Grandma Rosa

After 34 Years, I Start Back to the Piano…And Find Grandma Rosa

Grandma Rosa
Grandma Rosa from the cover of her self-published 400-page historical novel “Acequia Madre.”

This afternoon, as I am starting a new Italian etude on my new (used) Clavinova, I am so happy. It feels so good to be playing piano at home again after being away for 34 years. (Until a couple of weeks ago, I had to practice at my work.)

I was working out the fingering, and suddenly, I begin thinking of my favorite grandmother, Rosa. We got along great, even though I rarely saw her. We lived in Greeley, Colorado, far away from Abilene, Texas, and got together only every couple of years.

And today, I realized that in addition to being a lot of fun, warm, loving and incredibly generous (Culver would not have been possible with out her), Grandma Rosa was a pianist. She was the church organist and choir accompanist for the little, country Methodist church near her house. She had been a concert pianist, but married and had children instead. And gave her community the gift of her music.

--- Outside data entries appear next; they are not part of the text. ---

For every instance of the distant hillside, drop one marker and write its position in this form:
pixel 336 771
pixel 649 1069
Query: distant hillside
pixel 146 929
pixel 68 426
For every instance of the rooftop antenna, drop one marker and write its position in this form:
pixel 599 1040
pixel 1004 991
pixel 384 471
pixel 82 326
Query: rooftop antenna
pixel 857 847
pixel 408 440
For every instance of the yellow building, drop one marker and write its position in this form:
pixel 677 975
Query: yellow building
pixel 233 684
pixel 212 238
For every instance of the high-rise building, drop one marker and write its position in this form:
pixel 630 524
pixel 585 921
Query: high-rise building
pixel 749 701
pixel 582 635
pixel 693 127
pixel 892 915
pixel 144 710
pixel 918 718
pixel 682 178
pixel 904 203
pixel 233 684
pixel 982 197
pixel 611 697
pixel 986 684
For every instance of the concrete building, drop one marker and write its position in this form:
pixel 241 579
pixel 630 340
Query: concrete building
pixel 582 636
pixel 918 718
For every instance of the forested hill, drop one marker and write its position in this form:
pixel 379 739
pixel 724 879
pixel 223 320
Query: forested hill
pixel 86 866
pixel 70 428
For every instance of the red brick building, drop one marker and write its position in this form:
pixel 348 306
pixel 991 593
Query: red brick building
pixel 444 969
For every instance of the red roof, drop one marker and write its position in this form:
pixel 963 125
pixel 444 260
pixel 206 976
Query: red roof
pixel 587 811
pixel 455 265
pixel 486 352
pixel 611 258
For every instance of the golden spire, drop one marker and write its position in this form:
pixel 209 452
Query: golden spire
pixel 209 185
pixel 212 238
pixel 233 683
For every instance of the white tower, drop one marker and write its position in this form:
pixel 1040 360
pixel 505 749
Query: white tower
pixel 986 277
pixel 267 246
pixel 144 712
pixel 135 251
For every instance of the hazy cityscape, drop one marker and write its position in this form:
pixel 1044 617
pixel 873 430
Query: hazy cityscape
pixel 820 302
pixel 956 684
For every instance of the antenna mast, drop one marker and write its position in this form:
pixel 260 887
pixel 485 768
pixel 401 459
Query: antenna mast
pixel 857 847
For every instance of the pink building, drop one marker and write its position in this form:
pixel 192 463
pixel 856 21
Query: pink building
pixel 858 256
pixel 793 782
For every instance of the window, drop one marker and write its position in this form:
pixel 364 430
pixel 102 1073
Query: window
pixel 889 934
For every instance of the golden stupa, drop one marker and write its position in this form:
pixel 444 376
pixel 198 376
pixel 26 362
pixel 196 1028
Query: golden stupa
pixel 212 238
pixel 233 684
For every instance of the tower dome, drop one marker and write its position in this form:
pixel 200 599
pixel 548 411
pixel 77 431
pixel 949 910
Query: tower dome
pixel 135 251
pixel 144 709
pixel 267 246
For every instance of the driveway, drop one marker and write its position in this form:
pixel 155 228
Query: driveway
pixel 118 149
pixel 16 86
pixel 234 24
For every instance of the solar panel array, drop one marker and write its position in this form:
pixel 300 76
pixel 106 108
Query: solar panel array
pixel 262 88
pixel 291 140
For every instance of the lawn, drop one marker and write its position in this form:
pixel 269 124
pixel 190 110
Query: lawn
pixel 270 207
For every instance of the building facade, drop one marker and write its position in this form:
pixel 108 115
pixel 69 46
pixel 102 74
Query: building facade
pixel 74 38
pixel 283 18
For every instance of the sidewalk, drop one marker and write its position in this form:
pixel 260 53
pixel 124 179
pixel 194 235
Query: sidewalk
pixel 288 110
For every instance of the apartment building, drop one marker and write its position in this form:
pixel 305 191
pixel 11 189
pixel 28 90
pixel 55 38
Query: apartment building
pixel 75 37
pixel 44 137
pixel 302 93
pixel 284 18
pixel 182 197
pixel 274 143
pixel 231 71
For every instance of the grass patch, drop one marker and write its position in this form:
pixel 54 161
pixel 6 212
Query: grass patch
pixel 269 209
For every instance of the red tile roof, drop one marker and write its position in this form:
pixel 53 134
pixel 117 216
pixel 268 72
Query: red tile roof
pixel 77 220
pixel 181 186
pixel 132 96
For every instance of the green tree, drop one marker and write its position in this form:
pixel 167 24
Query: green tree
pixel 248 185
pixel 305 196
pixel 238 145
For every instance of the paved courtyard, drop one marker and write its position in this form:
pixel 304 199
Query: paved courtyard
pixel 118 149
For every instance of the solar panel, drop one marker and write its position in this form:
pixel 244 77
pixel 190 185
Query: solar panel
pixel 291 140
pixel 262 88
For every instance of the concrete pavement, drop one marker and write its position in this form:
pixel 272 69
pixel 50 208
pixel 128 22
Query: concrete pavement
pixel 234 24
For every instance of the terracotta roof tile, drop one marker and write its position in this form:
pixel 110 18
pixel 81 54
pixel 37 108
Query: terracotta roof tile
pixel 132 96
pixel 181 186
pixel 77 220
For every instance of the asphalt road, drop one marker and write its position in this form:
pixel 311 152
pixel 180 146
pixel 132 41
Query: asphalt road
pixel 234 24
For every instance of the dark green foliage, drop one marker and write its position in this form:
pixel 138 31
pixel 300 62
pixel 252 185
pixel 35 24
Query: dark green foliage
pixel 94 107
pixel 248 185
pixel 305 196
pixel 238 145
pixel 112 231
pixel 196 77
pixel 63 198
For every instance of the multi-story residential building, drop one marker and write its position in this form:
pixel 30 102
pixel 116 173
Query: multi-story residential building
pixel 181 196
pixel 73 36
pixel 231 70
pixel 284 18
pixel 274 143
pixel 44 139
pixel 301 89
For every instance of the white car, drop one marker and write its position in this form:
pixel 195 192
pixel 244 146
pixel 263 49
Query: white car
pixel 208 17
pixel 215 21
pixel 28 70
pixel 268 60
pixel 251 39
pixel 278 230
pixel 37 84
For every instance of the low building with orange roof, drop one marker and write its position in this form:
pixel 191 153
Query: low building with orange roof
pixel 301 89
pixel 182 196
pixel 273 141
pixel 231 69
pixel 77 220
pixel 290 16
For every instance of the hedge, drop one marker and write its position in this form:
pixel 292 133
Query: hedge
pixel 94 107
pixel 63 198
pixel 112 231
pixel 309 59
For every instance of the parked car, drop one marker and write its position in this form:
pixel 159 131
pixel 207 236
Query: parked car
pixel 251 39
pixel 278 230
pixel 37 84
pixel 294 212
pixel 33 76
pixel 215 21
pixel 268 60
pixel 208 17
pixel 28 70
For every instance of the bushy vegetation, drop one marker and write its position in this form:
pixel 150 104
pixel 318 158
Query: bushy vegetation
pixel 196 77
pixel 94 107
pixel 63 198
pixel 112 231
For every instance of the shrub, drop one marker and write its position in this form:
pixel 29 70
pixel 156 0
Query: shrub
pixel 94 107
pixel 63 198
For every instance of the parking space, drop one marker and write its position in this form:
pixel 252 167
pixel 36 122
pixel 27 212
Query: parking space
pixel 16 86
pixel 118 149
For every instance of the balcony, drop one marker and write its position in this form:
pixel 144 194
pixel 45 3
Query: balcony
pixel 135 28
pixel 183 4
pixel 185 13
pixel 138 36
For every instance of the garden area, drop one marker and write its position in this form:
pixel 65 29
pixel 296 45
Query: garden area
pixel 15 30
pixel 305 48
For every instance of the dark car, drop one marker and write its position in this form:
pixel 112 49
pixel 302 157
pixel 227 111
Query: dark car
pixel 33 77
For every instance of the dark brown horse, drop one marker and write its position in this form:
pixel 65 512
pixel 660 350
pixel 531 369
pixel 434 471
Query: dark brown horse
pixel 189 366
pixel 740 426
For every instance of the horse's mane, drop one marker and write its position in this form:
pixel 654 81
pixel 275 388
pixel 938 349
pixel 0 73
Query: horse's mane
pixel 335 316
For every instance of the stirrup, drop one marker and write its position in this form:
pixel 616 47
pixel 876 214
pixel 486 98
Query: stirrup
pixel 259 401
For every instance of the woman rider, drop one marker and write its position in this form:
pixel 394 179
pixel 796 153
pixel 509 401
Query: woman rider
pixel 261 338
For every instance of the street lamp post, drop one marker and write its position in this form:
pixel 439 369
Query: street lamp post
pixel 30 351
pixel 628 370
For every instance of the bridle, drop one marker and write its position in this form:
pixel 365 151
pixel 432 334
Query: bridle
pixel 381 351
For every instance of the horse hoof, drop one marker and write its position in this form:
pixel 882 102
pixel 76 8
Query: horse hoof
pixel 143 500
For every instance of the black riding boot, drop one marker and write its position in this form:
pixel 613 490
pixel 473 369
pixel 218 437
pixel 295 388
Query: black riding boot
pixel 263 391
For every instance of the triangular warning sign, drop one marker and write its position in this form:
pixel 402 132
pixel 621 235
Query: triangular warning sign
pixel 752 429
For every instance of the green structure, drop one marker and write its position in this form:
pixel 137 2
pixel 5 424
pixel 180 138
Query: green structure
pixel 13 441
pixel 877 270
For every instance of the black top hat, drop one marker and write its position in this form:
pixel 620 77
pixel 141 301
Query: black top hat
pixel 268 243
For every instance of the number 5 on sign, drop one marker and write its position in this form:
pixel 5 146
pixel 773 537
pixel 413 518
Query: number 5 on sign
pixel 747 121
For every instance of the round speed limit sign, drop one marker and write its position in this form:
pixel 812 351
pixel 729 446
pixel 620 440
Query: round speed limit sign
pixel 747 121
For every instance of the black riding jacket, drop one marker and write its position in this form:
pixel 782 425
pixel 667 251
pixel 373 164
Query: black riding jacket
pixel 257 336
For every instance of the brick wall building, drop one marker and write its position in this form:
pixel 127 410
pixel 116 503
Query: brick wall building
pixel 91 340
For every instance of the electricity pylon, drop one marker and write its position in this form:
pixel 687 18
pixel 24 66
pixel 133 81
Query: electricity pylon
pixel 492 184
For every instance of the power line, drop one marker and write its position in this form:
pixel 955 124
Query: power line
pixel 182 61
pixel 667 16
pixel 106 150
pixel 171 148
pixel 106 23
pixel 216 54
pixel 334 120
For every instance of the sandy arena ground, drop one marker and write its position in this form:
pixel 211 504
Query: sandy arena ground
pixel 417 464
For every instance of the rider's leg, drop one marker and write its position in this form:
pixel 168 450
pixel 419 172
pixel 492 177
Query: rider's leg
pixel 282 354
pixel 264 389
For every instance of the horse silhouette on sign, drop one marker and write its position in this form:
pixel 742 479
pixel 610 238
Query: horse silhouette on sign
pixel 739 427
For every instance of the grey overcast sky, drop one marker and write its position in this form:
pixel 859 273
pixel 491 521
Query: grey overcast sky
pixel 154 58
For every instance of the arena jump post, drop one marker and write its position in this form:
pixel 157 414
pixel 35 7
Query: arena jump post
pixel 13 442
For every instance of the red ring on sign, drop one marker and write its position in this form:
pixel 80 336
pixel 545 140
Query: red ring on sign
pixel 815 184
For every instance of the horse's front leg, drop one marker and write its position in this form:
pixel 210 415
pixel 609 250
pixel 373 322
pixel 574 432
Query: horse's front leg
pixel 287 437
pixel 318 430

It is through her line that I can trace my Welsh roots, where I think a lot of this music comes from. But today, I placed a photo of her on my piano (she died in 2004). I love the idea of knowing her through the music she loved to play – church music, little classical pieces and Italian etudes like the one I’m working on this afternoon.

How Music Saved Me…

It might sound dramatic, but I think that Music saved me. And I’m beginning to think that Music is one of the great conduits for communicating with the Cosmos and the Divine.

I was born into a musical family. We sang car songs, listened to the classical music radio station, and chose our church based on who had the best organ and choir director. Dogma was nearly irrelevant; the quality of music was what counted.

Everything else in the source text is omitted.